Re: Centering (was Re: Missing covariates)
From: Alan Xiao <Alan.Xiao@cognigencorp.com>
Subject: Re: Centering (was Re: Missing covariates)
Date: Mon, 30 Jul 2001 17:25:53 -0400
Dear Juan and All,
What we discussed so far are actually about how to handle the question
mentioned in your last sentence: "if the male to female ratio is not
equal to 1:1, it's necessary to modify appropriately the values for
codification with deviations from mean coding, otherwise the intercept
will be affected and won't represent the weigh average of male and
female."
Leonid proposed to use -1 and 1 for gender. It looks like we got around
the problem (of defining the mean values for dichotomous covariates).
But actually, it's still there, because in this particular case (same
number of male and female), the mean value is just zero which could be
automatically removed from the equation.
Now back to the question of your last sentence, if we want to make the
intercept "represent the weight average of male and female", shall we
use a fraction value as the mean of gender (numbers of male and female
are different, e.g., 30 males and 70 females)? Or any other methods?
Note that, we know whether a covariate is dichotomous or continuous just
because we defined them with a set of (arbitrary) values in an arbitrary
scaling system. However, computer does not know this at all. Computer
treats all covariates in the same way based on the same given
statistical regulations. With this in mind, if we can center continuous
covariates at their means (in our mind, they are continuous, but in
computer, they are just a normal variable), I don't see why we can not
do that for dichotomous covariates.
Of course, after doing that, there is a problem to give
interpretations. For this one, the interpretation is associated with
the values and the scaling systems we defined for the dichotomous (or
categorical) covariates. Even for continuous covariates, we understand
MEAN AGE = 40 years just because we chose and we are used to this
decimal scaling system and the values based on unit of years. If we
choose another totally different scaling system (e.g., hexadecimal) and
values for AGE based on different units (e.g., month), the machine -
computer - can still give the same statistical inference but the
interpretation might look bizarre. It look bizarre not because the
statistical inference is changed just because we are not used to that
scaling system.
Same thing happens here. For a dichotomous covariates, we just use a
different scaling system and set values to dichotomous covariates based
on different units.

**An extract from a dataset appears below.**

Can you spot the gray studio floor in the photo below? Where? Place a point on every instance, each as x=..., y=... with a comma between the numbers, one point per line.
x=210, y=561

However, this seems not influence the statistical
inference at all, because the machine - computer can not distinguish a
dichotomous covariate from a continuous covariate and can not
distinguish the scaling systems they use but transfer all different
scaling systems (if apply) to the binary scaling system (for
calculation) and the decimal scaling system (for output).
Therefore, to make interpretations sound more reasonable (to people who
are used to the decimal scaling system), a scaling system closely
matching to the decimal scaling system would be preferred. That is,
choose those codifications, results of which sounds more reasonable
(to the decimal scaling world). Many choices of codification is not a
reason that we can not center a dichotomous covariates (statistically
meaningfully).
Yes. as JUAN said, slopes depends on codification (actually the choice
of scaling systems). However, this also happens to continuous
covariates. If we change the scaling system for continuos covariates,
e.g. from decimal to hexadecimal, the slope will change too. The
decimal scaling system for continuous covariates is just one of the
scaling systems and we choose it and we are used to it.
My point is, for dichotomous covariates, we can do centering with the
same statistical meaning in the same statistical way as continuous
covariates (run by computer). The interpretation (by us) is associated
with the scaling system and units we choose for the dichotomous
covariates. I agree, with nominal covariates, we'd be careful. But we
can define/choose a scaling system (metric) to make it work. (Which
one is not defined by us?). Of course, for each scaling system we
define/choose, unit scaling distance should be uniform (or not
necessary?).
The following article might be helpful. In this article the authors
discussed about the centering issue for dichotomous covariates - in a
little different way we discussed here.
Jonsson EN and Karlsson MO. Automated covariate model building within
NONMEM. Pharm Res 1998; 15(9): 463-8.
Any further discussion on this topic will be welcome and any input will
be appreciated.
Best regards,
Alan.